Back on the citrus greening front — USDA, CDFA and the California Citrus Research Board (CCRB) are funding a statewide blanket of traps in both cities and rural areas along with labs to do the testing. The plan is to quickly test the psyllid when found for the disease and be able to identify just where it pops up in order to quarantine the area and eradicate the carrier of the disease.

The pysllid — but most importantly not the disease — has been found in Southern California.
Scientists say it is just a matter of time before it arrives in the Valley, however.

“We want to reduce the population of the psyllid in part because the insect could pick up the disease from some infected tree in the U.S.,” Cardwell said

“We think we will be ready if the insect that tests positive for the disease comes here,” said Ted Batkin, president of the CCRB.

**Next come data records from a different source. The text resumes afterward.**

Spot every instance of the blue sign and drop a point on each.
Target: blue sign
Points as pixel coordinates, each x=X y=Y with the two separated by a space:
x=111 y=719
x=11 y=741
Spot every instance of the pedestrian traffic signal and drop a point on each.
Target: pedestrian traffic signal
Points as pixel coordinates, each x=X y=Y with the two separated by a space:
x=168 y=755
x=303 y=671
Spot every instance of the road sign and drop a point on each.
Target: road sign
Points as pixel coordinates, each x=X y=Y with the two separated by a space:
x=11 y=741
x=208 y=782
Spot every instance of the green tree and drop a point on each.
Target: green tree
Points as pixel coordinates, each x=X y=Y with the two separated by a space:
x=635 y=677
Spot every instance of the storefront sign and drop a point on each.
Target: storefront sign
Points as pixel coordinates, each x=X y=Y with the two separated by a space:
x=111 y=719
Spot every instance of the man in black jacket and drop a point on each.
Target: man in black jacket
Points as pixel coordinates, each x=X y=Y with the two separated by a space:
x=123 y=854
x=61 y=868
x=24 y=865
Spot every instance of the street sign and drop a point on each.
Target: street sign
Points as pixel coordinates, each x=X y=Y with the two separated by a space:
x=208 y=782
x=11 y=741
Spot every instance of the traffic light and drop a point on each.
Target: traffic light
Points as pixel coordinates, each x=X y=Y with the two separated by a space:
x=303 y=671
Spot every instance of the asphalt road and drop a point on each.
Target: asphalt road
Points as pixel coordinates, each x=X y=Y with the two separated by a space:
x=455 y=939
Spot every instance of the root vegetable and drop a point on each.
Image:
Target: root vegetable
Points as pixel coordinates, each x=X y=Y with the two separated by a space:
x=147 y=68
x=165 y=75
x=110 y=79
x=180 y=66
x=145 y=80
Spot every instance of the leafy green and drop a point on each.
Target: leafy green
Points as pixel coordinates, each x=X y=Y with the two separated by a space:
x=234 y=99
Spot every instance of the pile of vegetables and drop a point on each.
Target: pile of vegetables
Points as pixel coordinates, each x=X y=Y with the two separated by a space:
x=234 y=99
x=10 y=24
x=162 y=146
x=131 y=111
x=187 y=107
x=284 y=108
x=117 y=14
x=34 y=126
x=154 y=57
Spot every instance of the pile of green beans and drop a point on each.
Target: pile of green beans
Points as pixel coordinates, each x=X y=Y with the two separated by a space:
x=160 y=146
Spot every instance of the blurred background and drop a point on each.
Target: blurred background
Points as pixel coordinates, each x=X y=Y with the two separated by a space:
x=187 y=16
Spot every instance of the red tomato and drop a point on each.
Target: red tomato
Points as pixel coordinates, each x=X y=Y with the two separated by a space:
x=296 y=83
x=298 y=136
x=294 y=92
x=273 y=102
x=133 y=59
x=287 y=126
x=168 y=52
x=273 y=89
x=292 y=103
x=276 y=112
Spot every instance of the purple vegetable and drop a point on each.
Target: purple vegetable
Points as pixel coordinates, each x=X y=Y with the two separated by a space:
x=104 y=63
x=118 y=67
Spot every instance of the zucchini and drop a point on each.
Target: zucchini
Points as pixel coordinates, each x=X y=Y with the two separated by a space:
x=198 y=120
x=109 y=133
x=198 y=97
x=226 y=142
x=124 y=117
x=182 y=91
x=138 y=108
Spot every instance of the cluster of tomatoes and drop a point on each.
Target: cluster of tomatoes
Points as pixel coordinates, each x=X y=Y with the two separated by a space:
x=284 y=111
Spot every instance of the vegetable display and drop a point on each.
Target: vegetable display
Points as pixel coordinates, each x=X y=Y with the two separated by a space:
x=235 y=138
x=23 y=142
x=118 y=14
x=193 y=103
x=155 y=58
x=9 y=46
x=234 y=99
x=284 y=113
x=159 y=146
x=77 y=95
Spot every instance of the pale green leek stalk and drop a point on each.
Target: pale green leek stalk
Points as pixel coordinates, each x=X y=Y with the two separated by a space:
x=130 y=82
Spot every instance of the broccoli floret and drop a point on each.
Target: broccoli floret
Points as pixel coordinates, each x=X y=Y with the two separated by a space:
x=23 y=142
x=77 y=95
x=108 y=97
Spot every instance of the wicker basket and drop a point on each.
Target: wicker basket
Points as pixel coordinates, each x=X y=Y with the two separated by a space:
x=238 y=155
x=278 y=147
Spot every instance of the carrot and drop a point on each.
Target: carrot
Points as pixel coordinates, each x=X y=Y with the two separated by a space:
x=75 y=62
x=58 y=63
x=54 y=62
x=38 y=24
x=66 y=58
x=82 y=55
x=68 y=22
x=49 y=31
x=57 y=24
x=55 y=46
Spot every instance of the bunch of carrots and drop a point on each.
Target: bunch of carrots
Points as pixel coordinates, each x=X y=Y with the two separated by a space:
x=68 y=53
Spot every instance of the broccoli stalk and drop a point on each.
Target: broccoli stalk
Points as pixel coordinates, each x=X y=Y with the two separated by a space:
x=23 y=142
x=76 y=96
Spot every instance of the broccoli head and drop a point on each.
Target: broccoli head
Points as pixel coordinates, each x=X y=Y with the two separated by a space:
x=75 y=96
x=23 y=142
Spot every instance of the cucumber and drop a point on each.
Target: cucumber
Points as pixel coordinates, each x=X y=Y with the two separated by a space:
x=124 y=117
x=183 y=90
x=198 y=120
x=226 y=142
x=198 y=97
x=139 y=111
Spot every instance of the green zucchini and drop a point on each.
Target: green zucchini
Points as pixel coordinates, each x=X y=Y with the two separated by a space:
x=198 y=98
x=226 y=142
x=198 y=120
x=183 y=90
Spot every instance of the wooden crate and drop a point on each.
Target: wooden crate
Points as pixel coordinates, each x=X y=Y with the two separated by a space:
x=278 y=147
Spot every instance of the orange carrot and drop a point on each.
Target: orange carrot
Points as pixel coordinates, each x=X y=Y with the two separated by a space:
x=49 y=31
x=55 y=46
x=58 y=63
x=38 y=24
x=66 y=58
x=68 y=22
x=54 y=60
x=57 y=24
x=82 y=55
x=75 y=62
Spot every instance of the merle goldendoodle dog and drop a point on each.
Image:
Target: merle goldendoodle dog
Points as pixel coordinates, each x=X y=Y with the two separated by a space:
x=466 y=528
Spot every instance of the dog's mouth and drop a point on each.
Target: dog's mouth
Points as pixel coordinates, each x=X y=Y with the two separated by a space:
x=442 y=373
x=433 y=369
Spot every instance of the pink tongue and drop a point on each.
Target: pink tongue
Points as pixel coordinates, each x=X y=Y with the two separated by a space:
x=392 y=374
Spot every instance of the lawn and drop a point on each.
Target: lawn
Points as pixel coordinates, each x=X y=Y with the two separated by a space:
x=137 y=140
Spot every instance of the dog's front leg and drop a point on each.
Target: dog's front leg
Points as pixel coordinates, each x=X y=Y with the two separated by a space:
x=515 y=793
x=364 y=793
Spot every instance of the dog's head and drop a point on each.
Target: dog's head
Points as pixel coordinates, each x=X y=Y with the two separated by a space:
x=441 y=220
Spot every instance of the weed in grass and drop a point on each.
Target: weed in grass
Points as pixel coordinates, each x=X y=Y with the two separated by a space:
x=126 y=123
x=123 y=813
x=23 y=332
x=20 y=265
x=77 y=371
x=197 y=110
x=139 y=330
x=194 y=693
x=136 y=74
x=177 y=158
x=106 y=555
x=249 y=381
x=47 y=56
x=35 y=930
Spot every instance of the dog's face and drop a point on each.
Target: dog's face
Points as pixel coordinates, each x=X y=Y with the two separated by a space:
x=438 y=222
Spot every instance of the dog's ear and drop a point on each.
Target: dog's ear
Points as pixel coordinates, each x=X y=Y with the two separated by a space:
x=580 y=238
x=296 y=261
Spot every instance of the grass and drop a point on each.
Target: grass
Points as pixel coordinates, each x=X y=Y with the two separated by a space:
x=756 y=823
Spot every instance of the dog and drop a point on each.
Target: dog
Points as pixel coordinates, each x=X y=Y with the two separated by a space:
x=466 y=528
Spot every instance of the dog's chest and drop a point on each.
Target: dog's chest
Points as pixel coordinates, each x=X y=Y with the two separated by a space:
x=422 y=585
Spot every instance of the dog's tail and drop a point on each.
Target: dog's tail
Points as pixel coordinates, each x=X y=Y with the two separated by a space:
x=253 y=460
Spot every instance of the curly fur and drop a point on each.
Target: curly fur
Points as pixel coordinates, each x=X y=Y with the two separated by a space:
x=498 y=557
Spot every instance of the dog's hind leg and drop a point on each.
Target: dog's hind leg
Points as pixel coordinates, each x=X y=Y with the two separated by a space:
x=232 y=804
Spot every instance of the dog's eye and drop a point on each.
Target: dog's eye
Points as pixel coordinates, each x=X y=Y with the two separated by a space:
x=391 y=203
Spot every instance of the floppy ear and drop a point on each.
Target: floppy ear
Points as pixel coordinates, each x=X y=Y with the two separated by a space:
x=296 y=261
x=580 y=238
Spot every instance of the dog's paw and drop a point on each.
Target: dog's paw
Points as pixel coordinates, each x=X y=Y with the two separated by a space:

“It’s a lesson we learned from Florida where they waited too long to implement an eradication program once the insect was found,” Batkin said. “Now the disease has taken a stranglehold on the citrus industry in Florida, causing millions in damage and some say portending the industry’s demise.”

Citrus scientist Cardwell said when the psyllid first showed up in Florida it did not carry citrus greening disease either.

In California “we are looking to respond to any find in two or three hours instead of two or three weeks,” like they did in Florida, Batkins said.

In recent months, he noted, the new CCRB Riverside lab was put in place able to test samples in 24 hours.

“Our computers are on speed dial,” Batkin said, noting quick identification of a find will keep the disease from spreading.

Experts suggest the disease that renders fruit inedible and kills the tree will devastate the $9 billion Florida citrus industry forcing the farmers there to genetically engineer their orange trees to stay in business.